When Knighthood Was in Flower is a 1922 American silent historical film directed by Robert G. Vignola, based on the novel by Charles Major and play by Paul Kester. The film was produced by William Randolph Hearst (through his Cosmopolitan Productions) for Marion Davies and distributed by Paramount Pictures. This was William Powell's second film. The story was re-filmed by Walt Disney in 1953 as The Sword and the Rose, directed by Ken Annakin.

Plot
Mary Tudor is forced by her brother Henry VIII to marry Louis XII as part of a peace agreement but she falls in love with Charles Brandon. Mary flees with him, but the two lovers are captured. Brandon is framed for murder and Mary agrees to marry Louis XII if his life is spared. Brandon is exiled and Louis XII, old and sick, dies shortly after the wedding. After an attempt on the part of Louis XII's nephew Francis I to wed Mary, she finally marries Brandon.

Cast

 Marion Davies as Mary Tudor
 Forrest Stanley as Charles Brandon
 Lyn Harding as Henry VIII
 Teresa Maxwell-Conover as Queen Catherine (credited as Theresa Maxwell Conover)
 Pedro de Cordoba as Duke of Buckingham
 Ruth Shepley as Lady Jane Bolingbroke
 Ernest Glendinning as Sir Edwin Caskoden
 Arthur Forrest as Cardinal Wolsey
 Johnny Dooley as Will Sommers
 William Kent as King's tailor
 Charles K. Gerrard as Sir Adam Judson
 Arthur Donaldson as Sir Henry Brandon
 Downing Clarke as Lord Chamberlain
 William Norris as Louis XII
 Macey Harlam as Duc de Longueville
 William Powell as Francis I (credited as William H. Powell)
 George Nash as An adventurer
 Gustav von Seyffertitz as Grammont
 Paul Panzer as Captain of the Guard
 Flora Finch as French countess
 Guy Coombs as Follower of Buckingham

Production 
Exteriors were shot at Windsor Castle, England. With an estimated cost of $1,500,000, it was considered by Life "the most expensive film that has ever been produced" in 1922. According to Variety, William Randolph Hearst launched "the most expensive and extensive campaign that has ever been organized for anything theatrical", with over 650 billboards in New York, 300 subway advertising placards, special booths in department stores that sold souvenir books, and a dazzling string of electric signs that pervaded Times Square, upon which Will Rogers quipped that Davies's next film would be titled When Electric Light Was in Power.

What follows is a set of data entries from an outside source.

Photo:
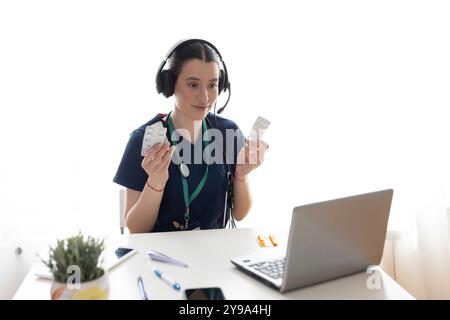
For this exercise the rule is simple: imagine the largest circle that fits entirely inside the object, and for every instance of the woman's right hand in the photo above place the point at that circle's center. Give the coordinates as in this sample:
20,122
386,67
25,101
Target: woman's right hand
156,164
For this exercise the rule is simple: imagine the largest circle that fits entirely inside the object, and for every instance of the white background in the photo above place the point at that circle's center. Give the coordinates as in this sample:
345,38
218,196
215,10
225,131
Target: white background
357,92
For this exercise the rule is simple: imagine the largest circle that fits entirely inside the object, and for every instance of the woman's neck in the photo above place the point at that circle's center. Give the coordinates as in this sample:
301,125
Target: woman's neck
181,121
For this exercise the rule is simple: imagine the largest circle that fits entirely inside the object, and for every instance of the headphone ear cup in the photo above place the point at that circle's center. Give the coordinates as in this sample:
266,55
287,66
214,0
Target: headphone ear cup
167,82
222,81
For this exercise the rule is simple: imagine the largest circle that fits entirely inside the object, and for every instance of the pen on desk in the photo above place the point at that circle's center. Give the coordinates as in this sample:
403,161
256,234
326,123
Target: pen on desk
273,240
142,289
166,279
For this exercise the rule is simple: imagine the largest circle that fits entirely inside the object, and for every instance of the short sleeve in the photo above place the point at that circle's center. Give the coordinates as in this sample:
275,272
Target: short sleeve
130,173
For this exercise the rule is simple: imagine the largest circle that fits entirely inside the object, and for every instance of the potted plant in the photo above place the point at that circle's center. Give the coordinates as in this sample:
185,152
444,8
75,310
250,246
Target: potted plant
77,271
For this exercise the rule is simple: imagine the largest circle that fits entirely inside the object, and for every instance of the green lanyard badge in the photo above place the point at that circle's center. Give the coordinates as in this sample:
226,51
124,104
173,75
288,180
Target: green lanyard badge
189,198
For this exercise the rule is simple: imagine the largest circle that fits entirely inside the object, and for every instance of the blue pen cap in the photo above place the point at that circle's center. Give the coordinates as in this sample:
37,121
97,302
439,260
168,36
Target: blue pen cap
157,272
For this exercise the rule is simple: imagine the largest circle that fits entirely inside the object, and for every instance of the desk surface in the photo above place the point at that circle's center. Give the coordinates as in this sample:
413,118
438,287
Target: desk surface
208,253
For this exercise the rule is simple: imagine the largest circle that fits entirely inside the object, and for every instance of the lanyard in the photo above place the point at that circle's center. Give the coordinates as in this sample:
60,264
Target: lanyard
189,198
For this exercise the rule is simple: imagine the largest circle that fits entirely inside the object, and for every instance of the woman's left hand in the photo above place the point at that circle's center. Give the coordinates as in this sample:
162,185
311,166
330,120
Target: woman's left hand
250,157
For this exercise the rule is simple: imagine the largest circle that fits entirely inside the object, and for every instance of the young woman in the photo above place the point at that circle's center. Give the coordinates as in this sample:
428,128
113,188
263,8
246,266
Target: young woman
172,188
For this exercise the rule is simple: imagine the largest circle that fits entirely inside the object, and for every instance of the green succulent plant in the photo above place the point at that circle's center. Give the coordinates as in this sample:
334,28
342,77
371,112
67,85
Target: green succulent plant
76,251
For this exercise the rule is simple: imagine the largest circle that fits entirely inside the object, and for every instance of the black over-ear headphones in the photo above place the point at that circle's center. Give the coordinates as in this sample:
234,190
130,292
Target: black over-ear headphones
165,79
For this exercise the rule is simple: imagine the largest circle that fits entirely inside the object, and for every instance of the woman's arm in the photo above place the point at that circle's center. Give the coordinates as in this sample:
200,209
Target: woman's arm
142,208
248,159
242,198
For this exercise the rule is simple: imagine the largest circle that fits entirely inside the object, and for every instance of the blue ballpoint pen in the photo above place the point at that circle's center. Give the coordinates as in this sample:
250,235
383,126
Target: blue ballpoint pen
169,281
142,289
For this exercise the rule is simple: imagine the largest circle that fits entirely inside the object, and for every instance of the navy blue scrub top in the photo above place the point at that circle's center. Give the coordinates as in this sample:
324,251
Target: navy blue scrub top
206,211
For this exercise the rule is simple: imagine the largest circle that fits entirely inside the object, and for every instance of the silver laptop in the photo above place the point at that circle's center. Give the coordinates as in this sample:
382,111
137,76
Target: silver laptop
327,240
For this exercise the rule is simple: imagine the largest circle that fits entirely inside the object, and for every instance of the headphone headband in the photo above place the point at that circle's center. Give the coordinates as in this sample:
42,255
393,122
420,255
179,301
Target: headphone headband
165,79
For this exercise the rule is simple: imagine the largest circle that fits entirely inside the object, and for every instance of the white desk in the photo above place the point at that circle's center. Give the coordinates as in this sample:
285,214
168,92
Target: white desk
208,254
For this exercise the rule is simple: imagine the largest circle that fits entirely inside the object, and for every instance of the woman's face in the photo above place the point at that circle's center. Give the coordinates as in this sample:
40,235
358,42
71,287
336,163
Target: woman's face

Marion Davies makes her entrance coming down the river on a royal barge. The barge was a full-sized replica built in Bridgeport, Connecticut. The scene and the dance were filmed on the Laddins Rock Farm in Stamford/Old Greenwich, Connecticut. Hearst commissioned two songs from Victor Herbert: "The When Knighthood Was in Flower Waltz" and "The Marion Davies March," which were played at the New York premiere.

Reception

Robert E. Sherwood defined the film "gorgeously beautiful [...]  flashily romantic and stirringly impressive", ranking it as one of the best pictures of the year and appreciated Vignola's "genius for lighting and composition". In 1922, Motion Picture News stated the film was "not only Cosmopolitan's greatest achievement [but] one of the greatest achievements of the silversheet", wrote a positive review of the cast and praised Vignola "for his masterly direction".

Delight Evans cited the film among "the most entertaining photoplays ever made" on Photoplay in 1923. It was ranked #10 on Screenland'''s reader poll of "The Ten Best Screenplays Ever Made" in 1924. The Motion Picture Guide praised the film for its "tremendous production values, excellent direction, a good script, and an outstanding cast", giving it three out of four stars.

It was a triumph for Marion Davies, and she was named "Queen of the Screen" and the #1 female box office star of 1922 at the annual theater owners ball (Rudolph Valentino was named #1 male star). However, the movie was negatively received in London and, according to Davies, the English did not accept an American woman playing an English character. Despite the controversy, it was appreciated by Edward, Prince of Wales, who defined it "a wonderful picture". British art dealer Joseph Duveen stated the film setting was "the most stupendous reproduction of Henry the Eighth court life that has ever been achieved — a marvelous piece of artistry".

Legacy
The film was spoofed in Broncho Billy Anderson's When Knights Were Cold'' (1923), starring Stan Laurel and Mae Dahlberg.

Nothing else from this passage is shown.